But at the end of December, Silva, 43, is moving to Taylor, Texas, 30 miles northeast of Austin. And residents in the Duveneck/St. Francis neighborhood, where he has delivered mail for seven years, said he will be sorely missed.
"I've got him on my cell phone, for God's sake," said Kim Cool, who moved to the neighborhood in late 2001.
The Cools moved out of their home temporarily two years ago when it was being remodeled, but they never had to worry about their mail — or put in a change-of-address form, she said.
Silva called Cool's cell phone to alert her when packages arrived. And if mail became wet, he often dried it on the dashboard of his truck before delivery, she said.

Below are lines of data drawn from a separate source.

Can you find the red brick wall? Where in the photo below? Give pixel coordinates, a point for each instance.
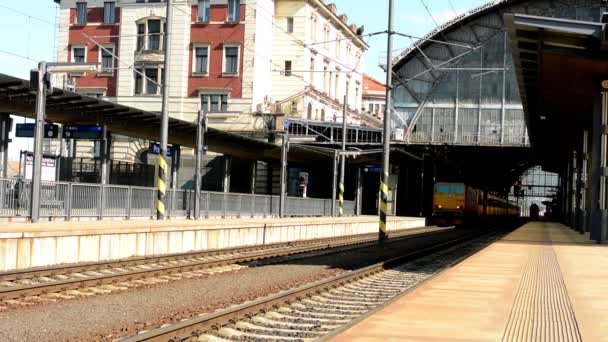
(94, 15)
(76, 37)
(216, 35)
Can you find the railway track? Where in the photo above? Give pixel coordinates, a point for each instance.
(318, 310)
(103, 277)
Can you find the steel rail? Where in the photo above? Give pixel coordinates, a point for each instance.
(184, 330)
(256, 254)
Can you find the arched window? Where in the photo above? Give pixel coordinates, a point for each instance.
(150, 34)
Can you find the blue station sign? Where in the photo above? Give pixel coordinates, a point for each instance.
(155, 149)
(26, 130)
(83, 132)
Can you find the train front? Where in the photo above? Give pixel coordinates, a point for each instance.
(449, 201)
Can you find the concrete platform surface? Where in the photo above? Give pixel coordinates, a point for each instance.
(26, 245)
(542, 282)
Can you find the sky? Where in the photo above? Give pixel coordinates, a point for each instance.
(30, 32)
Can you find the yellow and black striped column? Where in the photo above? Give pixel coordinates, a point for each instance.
(383, 207)
(341, 199)
(162, 188)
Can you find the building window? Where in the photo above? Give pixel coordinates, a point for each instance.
(214, 103)
(289, 24)
(81, 13)
(79, 54)
(203, 10)
(312, 71)
(107, 59)
(150, 84)
(337, 86)
(201, 59)
(231, 60)
(154, 32)
(287, 68)
(325, 79)
(349, 51)
(150, 34)
(313, 28)
(109, 12)
(234, 10)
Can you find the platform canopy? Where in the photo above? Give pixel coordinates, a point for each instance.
(560, 65)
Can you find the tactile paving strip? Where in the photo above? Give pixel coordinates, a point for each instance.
(542, 310)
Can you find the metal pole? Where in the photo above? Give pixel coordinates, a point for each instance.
(283, 175)
(200, 151)
(359, 192)
(164, 126)
(584, 182)
(387, 128)
(603, 200)
(574, 194)
(504, 91)
(343, 157)
(105, 149)
(5, 128)
(334, 184)
(38, 137)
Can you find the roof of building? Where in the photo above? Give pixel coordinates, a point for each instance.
(437, 33)
(372, 84)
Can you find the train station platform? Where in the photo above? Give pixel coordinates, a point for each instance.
(27, 245)
(542, 282)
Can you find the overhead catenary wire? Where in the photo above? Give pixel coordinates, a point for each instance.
(129, 66)
(19, 56)
(27, 15)
(303, 44)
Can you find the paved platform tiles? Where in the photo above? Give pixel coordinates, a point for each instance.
(542, 282)
(26, 245)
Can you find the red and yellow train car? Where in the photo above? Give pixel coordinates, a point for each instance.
(456, 203)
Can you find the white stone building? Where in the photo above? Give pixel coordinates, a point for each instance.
(317, 56)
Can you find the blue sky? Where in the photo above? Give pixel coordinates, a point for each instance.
(35, 39)
(29, 31)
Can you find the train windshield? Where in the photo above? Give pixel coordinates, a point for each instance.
(458, 188)
(449, 188)
(442, 188)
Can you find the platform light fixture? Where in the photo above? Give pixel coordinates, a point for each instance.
(40, 83)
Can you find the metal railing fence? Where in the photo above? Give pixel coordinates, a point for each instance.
(74, 200)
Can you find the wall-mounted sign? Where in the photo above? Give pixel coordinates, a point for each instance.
(155, 149)
(51, 131)
(83, 132)
(373, 168)
(49, 167)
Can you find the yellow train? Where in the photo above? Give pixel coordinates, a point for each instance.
(455, 203)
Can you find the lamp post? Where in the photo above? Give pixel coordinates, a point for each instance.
(387, 129)
(40, 82)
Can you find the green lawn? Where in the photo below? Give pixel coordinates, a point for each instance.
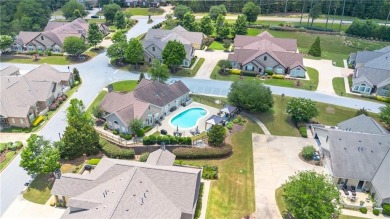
(52, 60)
(39, 189)
(217, 46)
(124, 86)
(8, 157)
(144, 11)
(305, 84)
(97, 100)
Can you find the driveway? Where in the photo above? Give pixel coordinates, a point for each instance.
(326, 72)
(211, 60)
(275, 159)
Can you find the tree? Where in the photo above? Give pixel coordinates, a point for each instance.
(94, 35)
(224, 64)
(241, 25)
(251, 95)
(110, 10)
(80, 136)
(136, 125)
(5, 42)
(180, 11)
(311, 195)
(361, 111)
(159, 72)
(39, 156)
(302, 109)
(120, 21)
(206, 26)
(251, 11)
(188, 22)
(69, 10)
(315, 49)
(74, 45)
(134, 52)
(217, 135)
(384, 114)
(174, 53)
(315, 12)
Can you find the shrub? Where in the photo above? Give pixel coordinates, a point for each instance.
(202, 153)
(303, 132)
(386, 209)
(235, 71)
(93, 161)
(114, 151)
(37, 121)
(308, 152)
(144, 157)
(278, 76)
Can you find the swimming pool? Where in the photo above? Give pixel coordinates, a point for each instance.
(188, 118)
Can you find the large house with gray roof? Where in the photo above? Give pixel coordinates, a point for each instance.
(372, 72)
(357, 153)
(155, 41)
(53, 36)
(149, 101)
(24, 97)
(265, 53)
(131, 189)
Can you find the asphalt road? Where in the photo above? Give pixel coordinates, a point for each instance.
(98, 73)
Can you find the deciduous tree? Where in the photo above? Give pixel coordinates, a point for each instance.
(311, 195)
(39, 156)
(243, 93)
(94, 35)
(174, 53)
(159, 71)
(302, 109)
(251, 11)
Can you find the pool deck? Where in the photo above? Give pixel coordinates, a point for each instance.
(166, 122)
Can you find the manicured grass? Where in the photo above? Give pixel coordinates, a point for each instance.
(8, 157)
(217, 46)
(124, 86)
(39, 189)
(144, 11)
(305, 84)
(97, 100)
(53, 60)
(338, 85)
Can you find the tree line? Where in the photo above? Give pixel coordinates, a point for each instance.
(364, 9)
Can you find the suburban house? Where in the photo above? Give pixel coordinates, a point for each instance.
(264, 53)
(149, 101)
(156, 39)
(372, 72)
(23, 97)
(53, 36)
(131, 189)
(357, 153)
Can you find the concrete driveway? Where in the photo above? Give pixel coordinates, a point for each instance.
(275, 159)
(211, 59)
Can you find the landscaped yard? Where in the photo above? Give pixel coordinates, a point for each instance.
(39, 189)
(144, 11)
(305, 84)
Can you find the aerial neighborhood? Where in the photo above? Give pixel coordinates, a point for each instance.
(195, 109)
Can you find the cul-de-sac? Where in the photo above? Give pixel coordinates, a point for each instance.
(195, 109)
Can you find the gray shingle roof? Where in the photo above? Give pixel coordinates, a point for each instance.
(129, 189)
(362, 123)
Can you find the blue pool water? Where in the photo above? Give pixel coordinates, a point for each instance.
(188, 118)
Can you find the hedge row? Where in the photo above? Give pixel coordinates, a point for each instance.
(114, 151)
(168, 139)
(202, 153)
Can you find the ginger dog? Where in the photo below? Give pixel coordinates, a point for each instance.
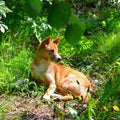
(67, 81)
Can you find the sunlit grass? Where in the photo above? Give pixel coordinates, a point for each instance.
(16, 55)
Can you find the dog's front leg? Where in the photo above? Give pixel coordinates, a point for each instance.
(52, 87)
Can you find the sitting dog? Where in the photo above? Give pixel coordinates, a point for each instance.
(67, 81)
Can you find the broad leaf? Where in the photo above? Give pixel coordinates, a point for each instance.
(59, 14)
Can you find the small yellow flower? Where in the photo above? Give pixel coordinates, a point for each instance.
(105, 108)
(116, 108)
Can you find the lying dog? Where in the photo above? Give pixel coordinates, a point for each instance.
(67, 81)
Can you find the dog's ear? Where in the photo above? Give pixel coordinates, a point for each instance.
(56, 41)
(45, 42)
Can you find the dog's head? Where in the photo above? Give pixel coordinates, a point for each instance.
(51, 49)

Silva has been a Palo Alto mail carrier for more than 19 years. He grew up in San Leandro and attended high school in Fremont. He lives with his wife and 15-year-old son and 18-year-old stepdaughter in Newark.
But the Bay Area's homes are too pricey for the Silvas, so they have decided to move to Texas where his wife's mother and sister live, he said.
Silva wrote letters announcing his departure to all 276 families on his route. He addressed the envelopes to nearly all of them from memory and signed each letter, he said.
Residents said that's an example of why he is special.
"He so personified what makes a neighborhood. ... He goes out of his way," resident Deborah Baldwin said.
"It's hard to explain. It's the tiny things that make it a community — it's doing that small effort," she continued. "He's been a real delight. He is friendly and pleasant without being invasive."
When a neighbor was gone for a few months, Silva brought her mail to Baldwin's house for safekeeping.
"Another neighbor was ill and didn't pick up her mail for a few days, and he alerted the neighbors so we could check up on her," Baldwin said.
He has also never lost a piece of her mail, even when the wrong address was written on it.
For Silva, a fit, upbeat man who sports a trim, gray-frosted goatee, shorts and Santa hat, it's about selling a service.
"The problem with a lot of retail people these days is they don't give the service. I wanted to be like the carriers I knew years ago. I deliver the mail how I want it delivered for myself," he said.
Silva has cultivated good relations with his customers over time. When he adds a stamp to a letter, he casually mentions the sender's omission later. Residents pay him back when they can, he said.
Silva said that becoming a postal carrier was "a strange opportunity that came along." But it is a job he has found rewarding.
"I'm a people person and I enjoy being outside," he said.
Silva's last day at work will be Dec. 24. Just three days later, the family will move to Texas, where he will once again take up a postal route.
Every day until then, he will don a Santa Claus hat, delivering holiday parcels to the residents who consider him an integral member of their neighborhood.
"On my last day, I expect to be very busy. I'll be saying goodbye and getting hugs," he said.
On Dec. 15, more than a dozen people gathered on the corner of Greer Road and Wildwood Lane to surprise Silva with a champagne send-off. Silva could not drink on the job, but "we drank for him," Baldwin said. They presented Silva with checks and cash to help him with his move and as tokens of their appreciation.
"It's sad to see him go," Baldwin said.
Silva said in all of his years, nothing like this has ever happened to him. As he departed to complete his rounds, Silva summed up his dedication to the residents of Duveneck/St. Francis.
"This postman does ring twice," he said.